On the other hand, if the server supports the required extensions, it
may not matter if it also supports other extensions. Continuing the
above example, if the same server supports both CF-netCDF and HDF, the
client will be able to access a coverage if that coverage is offered in
CF-netCDF. The fact that the server also supports HDF doesn't affect the
client.
There is also the scope over which an extensions applies to worry about.
For instance, KVP and SOAP support would be server-wide. Whereas the
dimensionality of the CRS and encoding format often would be scoped to
particular coverages.
Does the core+extension framework provide an overarching way that
supported extensions are communicated to clients or does the location of
that information depend on the type of extension? For instance, KVP and
SOAP I seem to recall are indicated in the GetCapabilities document and
so would imply their server-wide scope. The CRS of a coverage and
available encoding formats are given for each coverage in the
DescribeCoverage document.
Ethan
Peter Baumann wrote:
The issue is that each specification (and combination of
core/extension specs) applies to both clients and servers
simultaneously. That is, some spec combination X which states "a
server may offer A or B or C" translates into "a client must be
prepared to handle A and B and C".
This is the only way that a client really can upfront (ie: before a
GetCoverage response is received) decide whether it can talk to this
server or not.
This is one of our curses: Every "should" in the specification, every
"may", every "if...else" multiplies the property space.)
more inline...
Aaron Braeckel wrote:
Renamed thread per Ben's suggestion.
If a 2D client talks to a 4D server, it has to be able to detect that
the WCS is beyond its capabilities but otherwise I'm not sure that much
additional complexity is imposed on clients. A process for describing
the dimensionality of the server is definitely important with an
N-dimensional WCS, but I think this is already largely covered by the
CRS description in the current WCS specification. I see it as another
flexible point in the specification. Just as the WCS does not mandate
any particular encoding format or specific CRS/data projection, it would
not mandate the dimensionality of the data. As in cases where an
unknown CRS is in use by a WCS server, a client makes a decision about
whether it is capable of handling that WCS implementation.

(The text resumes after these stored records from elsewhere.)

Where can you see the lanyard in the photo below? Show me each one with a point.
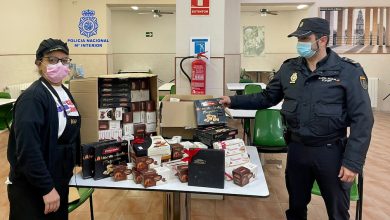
(52, 90)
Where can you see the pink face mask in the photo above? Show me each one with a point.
(56, 72)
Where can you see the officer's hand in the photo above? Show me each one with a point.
(346, 175)
(225, 101)
(51, 201)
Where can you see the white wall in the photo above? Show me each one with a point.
(278, 46)
(24, 24)
(132, 50)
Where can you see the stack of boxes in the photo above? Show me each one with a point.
(237, 162)
(100, 158)
(124, 104)
(116, 106)
(211, 120)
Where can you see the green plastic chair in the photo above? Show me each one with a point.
(268, 134)
(250, 89)
(85, 193)
(356, 194)
(5, 112)
(244, 80)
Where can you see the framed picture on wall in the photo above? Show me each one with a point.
(253, 40)
(358, 29)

The reason I see N-dimensionality as preferable to a restricted
dimensionality is that the restriction:
-forces non-2D WCS implementors to fulfill a more complicated extension,
even when simple core functionality is all that is needed
-increases the number of necessary extensions, at least with how the
current extensions are described and laid out. Minimizing the number of
extensions seems beneficial to interoperability overall
-seems to cut the WCS functionality into groupings at a different angle
than the general coverage concept (i.e. less generalized coverage
capability)
Are there cases I am forgetting that might cause problems for 2D
implementors?
well, just think about 3-D image pyramids as the analogy to the
well-known map navigation accelerator. Also tiling gets a new quality.